Sally couldn’t quite believe it, but David had actually given her his phone number after their lunch date thing. They’d walked to a nearby fast food place and both ordered a burger and fries, and, while waiting for the food to arrive, they’d talked about what both of them had started doing after finishing school.
Sally was sitting in her bed now and looking down at her phone, the bright screen displaying David’s contact information. He’d entered his first name only, along with his phone number. For a moment, Sally wondered if he might have given her some sort of fake number, but that wouldn’t make much sense, because he was the one who’d invited her to lunch, after all.
She hovered over the green call button with her thumb, considering her options. Maybe she should just text him? What would she say, though? A call just seemed easier. Plus, it was cheaper, right? With her contract and all. Finally, she tapped the button with a shaky finger.
“Hello?” a familiar voice said on the other end of the line.
“Hey, it’s me, Sally, from lunch,” she said awkwardly. “Do you want to go out again, maybe?”
Wow, that was bold of her, wasn’t it? What had gotten into her all of a sudden? She never used to be like this with Joey, or anyone else, for that matter. She shook her head and followed up with a super smooth “Only if you want, though. Of course.” Fucking hell.
“I’d love to! I’m so glad you asked,” he said. “I was worried you weren’t going to call.”
He was... worried? That was a surprise to Sally. And a nice thing to say, too, in a weird sort of way.
They decided to meet up for lunch again the next day, and David picked out another fast food place in town that sold Asian takeout. Sally wasn’t sure if she was going to like it, but she knew she liked David, and that was the main thing that mattered to her.
Later that night, she lay awake, staring at the ceiling, thinking about David. About how nice he’d been on the phone. About lunch. Had he been really nice, or had she just forgotten what talking to a nice person was like? The thought was a little depressing to her, so she dismissed it as quickly as it came. No, he had been very nice to her, she concluded. He was a great lunch buddy.
David checked himself in the mirror and pulled a face. He wet his hand in the sink and tried to smooth over a rogue curl in his otherwise silky smooth, brown hair. As he let go, the stupid thing bounced back up, and he quickly admitted defeat. Fine, he thought to himself with a kind of confidence that he didn’t normally seem to possess. This day will go great either way.
Sally had suggested a place that he’d never been to this time around, a place that–from the images online–looked to be a small restaurant with a large outdoor seating area. For a moment, he thought to himself if maybe she picked this place because it looked romantic.
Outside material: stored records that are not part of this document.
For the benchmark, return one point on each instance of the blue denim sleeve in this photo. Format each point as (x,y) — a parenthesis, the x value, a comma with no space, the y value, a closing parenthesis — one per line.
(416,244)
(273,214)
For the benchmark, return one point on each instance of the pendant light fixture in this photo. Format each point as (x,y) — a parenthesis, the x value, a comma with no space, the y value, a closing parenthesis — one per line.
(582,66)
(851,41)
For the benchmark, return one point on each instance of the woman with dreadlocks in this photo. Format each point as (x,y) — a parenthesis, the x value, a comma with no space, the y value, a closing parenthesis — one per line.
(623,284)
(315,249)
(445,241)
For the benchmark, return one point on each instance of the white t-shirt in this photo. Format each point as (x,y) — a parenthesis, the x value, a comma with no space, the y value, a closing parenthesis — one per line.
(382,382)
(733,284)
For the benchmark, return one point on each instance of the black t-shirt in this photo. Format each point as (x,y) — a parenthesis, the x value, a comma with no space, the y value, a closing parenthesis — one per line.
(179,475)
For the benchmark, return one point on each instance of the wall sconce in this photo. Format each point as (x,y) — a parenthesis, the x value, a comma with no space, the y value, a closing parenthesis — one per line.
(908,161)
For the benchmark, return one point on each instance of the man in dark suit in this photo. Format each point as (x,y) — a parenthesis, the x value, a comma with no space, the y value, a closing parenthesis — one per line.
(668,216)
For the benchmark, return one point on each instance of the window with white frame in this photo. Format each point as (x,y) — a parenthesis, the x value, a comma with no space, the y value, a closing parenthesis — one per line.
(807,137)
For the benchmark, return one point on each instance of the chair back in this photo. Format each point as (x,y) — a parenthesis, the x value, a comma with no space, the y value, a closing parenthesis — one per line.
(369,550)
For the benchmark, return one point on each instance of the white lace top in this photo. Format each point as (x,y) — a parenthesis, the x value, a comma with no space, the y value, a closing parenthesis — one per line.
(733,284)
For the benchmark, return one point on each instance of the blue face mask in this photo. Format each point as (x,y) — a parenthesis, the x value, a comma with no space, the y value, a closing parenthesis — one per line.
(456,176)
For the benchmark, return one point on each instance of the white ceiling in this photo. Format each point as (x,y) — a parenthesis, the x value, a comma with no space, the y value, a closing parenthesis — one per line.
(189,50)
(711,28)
He shrugged off the thought as a notification made his phone vibrate in his pocket. For a second, he wondered if this was Sally canceling their date– lunch meeting– friendly hangout session.
It was, indeed, Sally. Evidently, she hadn’t messaged him to cancel, though.
The little banner notification at the top of his screen captured the start of her message: been deliberating. do you mind if we go to the thai place i talked abo... David chuckled to himself as he tapped the notification. She’d already presented him with about seventeen choices last night, asking him which one he would choose. What was up with that girl?
Whatever you want, he texted back. Damn it, did that sound too disinterested? You’re choosing today, he added. He liked the idea of doing what Sally wanted. Of seeing her happy. Of making her happy. Why was he so into her all of a sudden?
damn it, she texted back. reading online now that the thai place is closed, nvm.
David looked around the big seating area to spot Sally, sitting at a far table for two, awkwardly waving at him. He waved back briefly and made his way over to her. Sitting down at the table, he asked sarcastically, “Is this the place you want to eat, or should we check out some others instead?”
She pulled a tiny frown and rolled her eyes. “Shut up.”
They continued bantering as they ordered food and until after their drinks arrived. This seemed to be their rapport now: Making fun of each other over drinks and varying cuisine. It was good. No, actually. It was great.
While eating his burger (and fries with mayonnaise, of course), he looked up to meet Sally’s eyes for a quick moment, who smiled back before returning her focus to her own burger, also with fries and mayo. And ketchup. And barbecue sauce. Jesus Christ.
He continued looking at Sally for another few seconds, studying her features, taking in her eyes, which were nestled neatly between the rims of her glasses and below her long, blonde bangs. It was warm today, and Sally was wearing a flowy, bright top and a short, blue skirt that looked like she’d just bought it the same day.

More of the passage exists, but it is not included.